President Biden plans to nominate Alvaro Bedoya, an online privacy expert, for a seat on the Federal Trade Commission, putting a critic of the technology industry in a key position to regulate the sector, according to two people familiar with the plans.
Mr. Bedoya is a lawyer who has studied the way new technologies can violate privacy. He was an author of a 2016 report that called for Congress to more closely regulate the use of facial recognition software by law enforcement. And he was previously the top lawyer on the privacy subcommittee of the Senate Judiciary Committee.
If he is confirmed, Mr. Bedoya will join an agency that is primed to take aggressive action against the technology industry and other corporate giants. The agency’s chair, Lina Khan, is a legal scholar who has argued for regulations that would rein in Silicon Valley’s power over commerce and personal data.

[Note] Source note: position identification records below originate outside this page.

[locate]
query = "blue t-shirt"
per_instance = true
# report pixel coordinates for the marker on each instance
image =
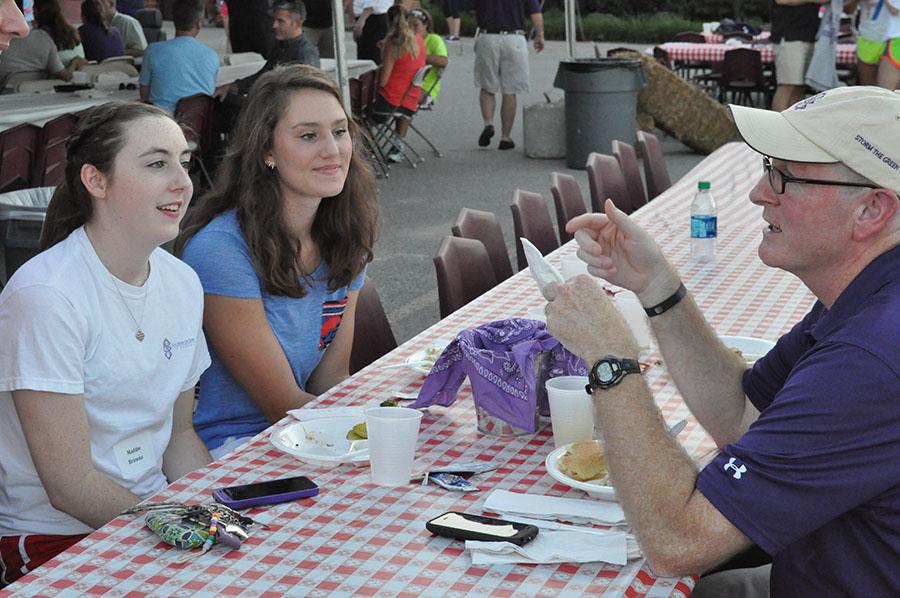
(304, 327)
(815, 481)
(178, 68)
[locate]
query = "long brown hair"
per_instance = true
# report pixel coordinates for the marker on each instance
(345, 225)
(98, 138)
(48, 16)
(400, 38)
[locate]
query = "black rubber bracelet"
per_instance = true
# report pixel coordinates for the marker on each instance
(668, 303)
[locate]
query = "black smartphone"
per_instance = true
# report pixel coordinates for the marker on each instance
(465, 526)
(266, 493)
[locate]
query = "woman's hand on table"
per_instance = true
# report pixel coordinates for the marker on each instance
(617, 249)
(583, 318)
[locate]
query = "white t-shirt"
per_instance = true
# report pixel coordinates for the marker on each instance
(66, 329)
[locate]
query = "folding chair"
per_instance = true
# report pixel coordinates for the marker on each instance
(627, 159)
(655, 171)
(531, 219)
(372, 334)
(463, 271)
(606, 181)
(194, 114)
(384, 122)
(568, 202)
(484, 227)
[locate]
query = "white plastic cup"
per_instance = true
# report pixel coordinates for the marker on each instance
(631, 309)
(571, 409)
(572, 266)
(393, 433)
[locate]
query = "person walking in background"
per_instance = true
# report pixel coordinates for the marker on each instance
(501, 61)
(318, 27)
(129, 27)
(435, 54)
(404, 55)
(794, 27)
(370, 28)
(451, 11)
(281, 245)
(12, 24)
(100, 39)
(48, 17)
(179, 67)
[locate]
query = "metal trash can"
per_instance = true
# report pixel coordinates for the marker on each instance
(601, 104)
(21, 220)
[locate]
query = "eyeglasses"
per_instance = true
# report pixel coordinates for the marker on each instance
(778, 179)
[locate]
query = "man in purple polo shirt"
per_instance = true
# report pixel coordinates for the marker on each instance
(501, 61)
(809, 468)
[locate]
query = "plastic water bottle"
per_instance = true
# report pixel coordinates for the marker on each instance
(703, 224)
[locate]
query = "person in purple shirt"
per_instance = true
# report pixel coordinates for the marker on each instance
(809, 437)
(99, 39)
(501, 61)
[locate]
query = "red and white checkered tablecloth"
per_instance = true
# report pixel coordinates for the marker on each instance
(355, 538)
(715, 53)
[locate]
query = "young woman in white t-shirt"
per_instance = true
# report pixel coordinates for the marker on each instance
(102, 342)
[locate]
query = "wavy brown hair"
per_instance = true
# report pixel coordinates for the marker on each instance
(97, 139)
(345, 226)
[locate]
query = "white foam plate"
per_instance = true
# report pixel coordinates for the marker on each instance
(593, 488)
(429, 353)
(322, 442)
(751, 348)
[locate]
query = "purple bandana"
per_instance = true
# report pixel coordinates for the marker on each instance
(501, 360)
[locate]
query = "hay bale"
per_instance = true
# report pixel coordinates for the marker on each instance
(682, 109)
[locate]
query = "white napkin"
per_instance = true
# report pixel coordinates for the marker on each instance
(306, 414)
(541, 270)
(553, 507)
(554, 547)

“He’s blazed a trail in holding Big Tech accountable and has spent his career fighting on behalf of the powerless, particularly those in immigrant communities,” Charlotte Slaiman, the director of competition policy at the pro-regulation think tank Public Knowledge, said in a statement. “His scholarship and advocacy revealed how Big Data is used to facilitate oppressive surveillance and racial discrimination against the most vulnerable.”
Mr. Biden will nominate Mr. Bedoya to the seat currently held by Rohit Chopra, an avowed progressive whom the president has nominated to lead the Consumer Financial Protection Bureau.
Mr. Bedoya declined to comment. His expected nomination was first reported by Axios.